Outside my classroom window in West Baltimore, there are far more boarded-up, vacant rowhouses than occupied ones. Remnants of better days, these ghostly shells — some now tagged with RIP memorials — haunt much of West Baltimore. Liquor stores and carry-outs thrive here — the proprietors cocooned in plexiglass bulwarks.

Generations of disinvestment and economic abandonment have hollowed this place out. And in this environment, just figuring out how to safely get back and forth to school eats up bandwidth for some students.

In “Between the World and Me,” an epistolary memoir written to his teenage son, Ta-Nehisi Coates describes the pressures of growing up in Baltimore in the 1980s: “When I was about your age, each day, fully one-third of my brain was concerned with who I was walking to school with, our precise number, the manner of our walk, the number of times I smiled, who or what I smiled at, who offered a pound and who did not — all of which is to say that I practiced the culture of the streets, a culture concerned chiefly with securing the body.”

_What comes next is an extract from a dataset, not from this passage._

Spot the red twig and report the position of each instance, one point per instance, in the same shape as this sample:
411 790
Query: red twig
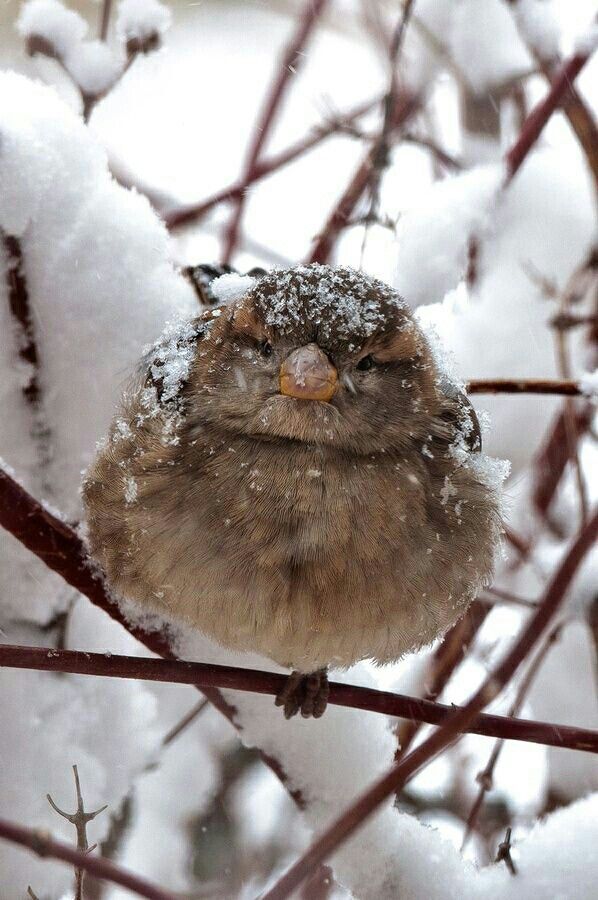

In this regard, Baltimore hasn’t changed. The city is still a pressure-cooker that puts kids at a disadvantage for learning. And who, after all these years, should we blame for that? Surely not the children themselves.

In fact, I’ve known many students who had ambitious goals and plans for reaching them. Sometimes, it didn’t matter. Staying off the streets isn’t always enough to keep kids safe. One student, an avid reader who liked to borrow books from my class library, resisted a stick-up boy, and in an instant was gone. Another — a budding cartoonist — fought a man outside his house, won, and then died on his own front steps when the rival returned that same night with a gun. Another student — a good writer, eager for feedback, eager to improve — fled his neighborhood after a rumor spread that he’d talked to the police about an ongoing investigation. He hadn’t, but to those who meant him harm, his denials meant little. Reluctantly, an aunt took him in. I brought him an old air mattress that he propped upright in his aunt’s living room each morning. But he worried he could be found by the people who’d threatened him, and it showed in his school attendance.

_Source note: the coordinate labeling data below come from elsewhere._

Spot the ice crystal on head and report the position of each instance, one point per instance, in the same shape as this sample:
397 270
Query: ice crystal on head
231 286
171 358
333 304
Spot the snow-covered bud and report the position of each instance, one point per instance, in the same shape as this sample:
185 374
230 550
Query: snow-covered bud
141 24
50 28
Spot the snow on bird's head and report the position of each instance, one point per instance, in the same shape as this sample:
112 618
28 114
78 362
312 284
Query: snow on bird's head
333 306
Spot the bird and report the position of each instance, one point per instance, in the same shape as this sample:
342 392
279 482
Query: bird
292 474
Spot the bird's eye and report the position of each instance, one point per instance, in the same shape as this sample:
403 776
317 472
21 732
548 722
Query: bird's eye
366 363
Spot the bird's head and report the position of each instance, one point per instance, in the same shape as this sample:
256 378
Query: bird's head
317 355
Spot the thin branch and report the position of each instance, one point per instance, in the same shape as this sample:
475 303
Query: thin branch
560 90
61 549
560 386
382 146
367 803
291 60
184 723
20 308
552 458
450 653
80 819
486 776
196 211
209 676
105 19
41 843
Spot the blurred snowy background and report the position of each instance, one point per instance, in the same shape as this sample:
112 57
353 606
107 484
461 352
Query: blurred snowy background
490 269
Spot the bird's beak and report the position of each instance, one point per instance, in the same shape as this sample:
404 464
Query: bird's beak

The problems of poverty — food insecurity, substandard housing, evictions, addiction, unemployment, exposure to violence — impact how kids learn. Some kids are scarred by trauma. Other kids are merely worried — about loved ones, about their own safety. And they carry these anxieties with them, including into classrooms.

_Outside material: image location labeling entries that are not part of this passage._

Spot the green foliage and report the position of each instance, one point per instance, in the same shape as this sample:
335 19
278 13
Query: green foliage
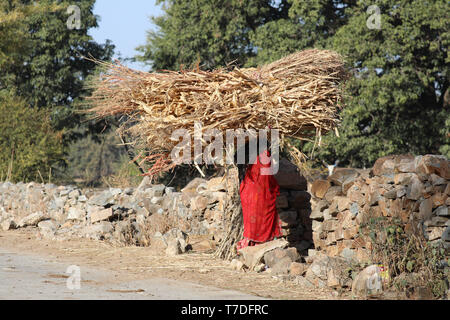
43 69
29 146
213 33
412 261
395 100
50 70
91 161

Despite the challenges this city puts on students, many excel academically. Moreover, many students possess next-level resilience, but we don’t have standardized tests to measure that.

Increasing students’ math skills is vitally important. But if we really cared about students’ academic progress, we would do more to stabilize neighborhoods and improve the lives of people living in them.

Recognizing that is as simple as two plus two.

Adam Schwartz’s (http://adamschwartzwriter.org) debut collection of stories, “The Rest of the World,” won the Washington Writers’ Publishing House 2020 prize for fiction. He is a literacy coach with Baltimore City Schools and has taught high school for 26 years.